Alex Sciuto – Data Scrape

So I went through a few different ideas, and I pulled three different sources before finding a dataset that really started to provoke in me questions that I hope the data can answer. One of the unused datasets—the transcripts for every This American Life I did put on Github. I think it’s a cool dataset, and I hope someone else is inspired by it and uses it for something. See the github repo.

sketch-scrape-4

In last Thursday’s class, I was inspired by the visualization of grave stones. I was particularly inspired by Golan’s commentary on the lines of death and how they were traces of the deaths from World War II. My grandpa served in World War II, and with my grandma, I visited his gravesite a number of times since his death. He’s buried in a National Cemetery, and so there are literally thousands of lines of identical gravestones surrounding his grave. I wondered what a visualization of these mens’ gravestones would look like. Visually, it’d be monotonous, but the death-dates (and birth-dates) from all National Cemeteries would tell a story about both individuals and about the history of the United States.

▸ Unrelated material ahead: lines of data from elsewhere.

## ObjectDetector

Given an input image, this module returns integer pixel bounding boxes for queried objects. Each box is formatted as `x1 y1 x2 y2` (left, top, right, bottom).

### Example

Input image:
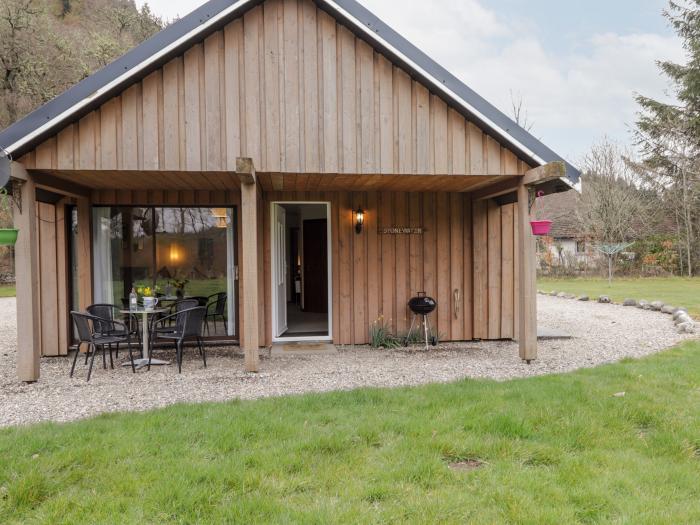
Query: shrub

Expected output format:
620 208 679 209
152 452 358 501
369 316 401 348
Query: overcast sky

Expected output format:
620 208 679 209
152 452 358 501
136 0 684 162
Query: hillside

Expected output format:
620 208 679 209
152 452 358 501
0 0 163 129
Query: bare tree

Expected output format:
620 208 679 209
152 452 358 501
577 139 660 279
510 89 535 131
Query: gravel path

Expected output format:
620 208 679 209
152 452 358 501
0 296 689 426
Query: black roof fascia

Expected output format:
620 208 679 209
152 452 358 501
0 0 580 183
0 0 263 158
314 0 581 184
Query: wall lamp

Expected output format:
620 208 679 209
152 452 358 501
355 208 365 233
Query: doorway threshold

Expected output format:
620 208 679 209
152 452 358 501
270 341 338 357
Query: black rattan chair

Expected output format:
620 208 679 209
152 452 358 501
86 303 141 358
204 292 228 335
70 312 136 381
148 306 207 373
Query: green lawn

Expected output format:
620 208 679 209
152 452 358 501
537 277 700 317
0 343 700 524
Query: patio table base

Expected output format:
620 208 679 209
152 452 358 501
122 357 170 370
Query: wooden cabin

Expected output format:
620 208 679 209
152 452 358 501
0 0 579 381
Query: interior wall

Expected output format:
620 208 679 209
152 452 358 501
93 185 518 345
260 192 517 344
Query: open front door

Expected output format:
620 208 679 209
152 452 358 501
273 204 287 337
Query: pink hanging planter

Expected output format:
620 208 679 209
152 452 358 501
530 220 552 236
530 191 552 237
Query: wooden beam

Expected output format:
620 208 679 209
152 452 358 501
236 158 260 372
11 166 41 382
517 183 537 364
76 197 92 311
522 161 566 186
32 172 92 198
236 157 256 184
472 177 521 201
10 161 29 181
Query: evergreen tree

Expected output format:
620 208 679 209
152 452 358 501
635 0 700 276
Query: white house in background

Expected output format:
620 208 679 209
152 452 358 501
537 191 597 269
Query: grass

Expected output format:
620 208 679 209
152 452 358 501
537 277 700 317
0 343 700 524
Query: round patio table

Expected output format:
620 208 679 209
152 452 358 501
120 306 170 368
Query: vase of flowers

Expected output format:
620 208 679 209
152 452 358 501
168 279 190 299
135 284 160 304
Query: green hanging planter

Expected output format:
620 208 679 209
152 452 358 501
0 228 19 246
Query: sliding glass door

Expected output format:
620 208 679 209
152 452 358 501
93 206 236 336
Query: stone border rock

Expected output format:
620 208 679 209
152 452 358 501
537 290 698 334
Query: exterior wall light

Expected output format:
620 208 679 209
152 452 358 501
355 208 365 233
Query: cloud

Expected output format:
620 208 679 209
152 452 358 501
364 0 684 160
138 0 684 160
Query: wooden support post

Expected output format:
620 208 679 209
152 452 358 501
236 158 259 372
518 183 537 364
76 197 92 312
12 162 41 382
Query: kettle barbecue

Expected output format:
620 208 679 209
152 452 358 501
404 292 437 350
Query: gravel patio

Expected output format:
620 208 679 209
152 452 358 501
0 295 692 426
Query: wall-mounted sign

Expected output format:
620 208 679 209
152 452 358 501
379 226 425 235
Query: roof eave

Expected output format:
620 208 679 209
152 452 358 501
0 0 580 184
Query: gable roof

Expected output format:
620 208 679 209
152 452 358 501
0 0 580 183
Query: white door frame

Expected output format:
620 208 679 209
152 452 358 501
270 201 333 343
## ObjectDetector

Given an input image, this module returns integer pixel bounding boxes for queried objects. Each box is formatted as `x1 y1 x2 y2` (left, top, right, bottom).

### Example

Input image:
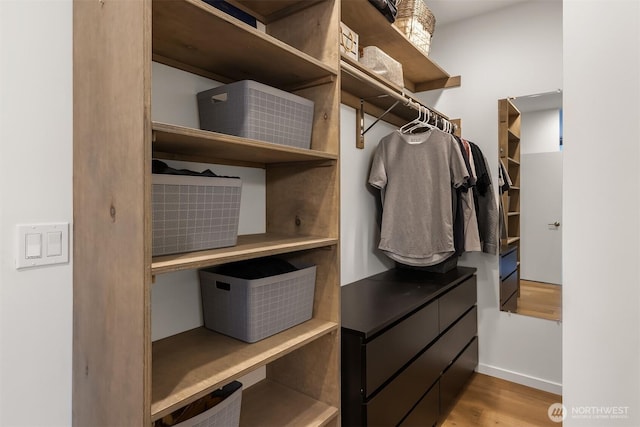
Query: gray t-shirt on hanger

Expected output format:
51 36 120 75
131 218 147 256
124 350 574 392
369 130 469 266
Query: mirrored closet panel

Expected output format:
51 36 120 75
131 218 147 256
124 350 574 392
498 90 562 321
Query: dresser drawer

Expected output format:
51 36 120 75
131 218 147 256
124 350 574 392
440 338 478 414
364 303 438 397
367 307 477 426
500 270 520 305
429 307 478 373
438 276 477 333
366 338 447 426
500 247 518 279
400 383 440 427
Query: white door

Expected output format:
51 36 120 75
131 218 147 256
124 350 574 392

I couldn’t find any dataset for veteran’s deaths and births, and even if I did, there must be millions of lines of data. But, the VA administration has a gravesite finder. The gravesite finder is basically a form that you submit with a name. It then returns every matching name, where they are buried, their birth and death, their rank, their service, and the wars they served in. EUREKA.

I created a datascraper (no Temboo choreos, sadly), that takes the 5,000 most common surnames in the US, submits a form to the VA site, then goes through each page of results and stores them locally. I also created a parser to transform the HTML into CSV. Because the VA’s HTML is not well written, the challenge of parsing isn’t trivial, and required me to make a few assumptions and guesses to categorize data. Taking the 5,000 most popular names means this will be a large dataset. I’ve scrape some 300,000 records and am finished with the 1,500 least-common names on my list. Finding ways to pair this list down without upsetting the descriptive power of the data will be a challenge.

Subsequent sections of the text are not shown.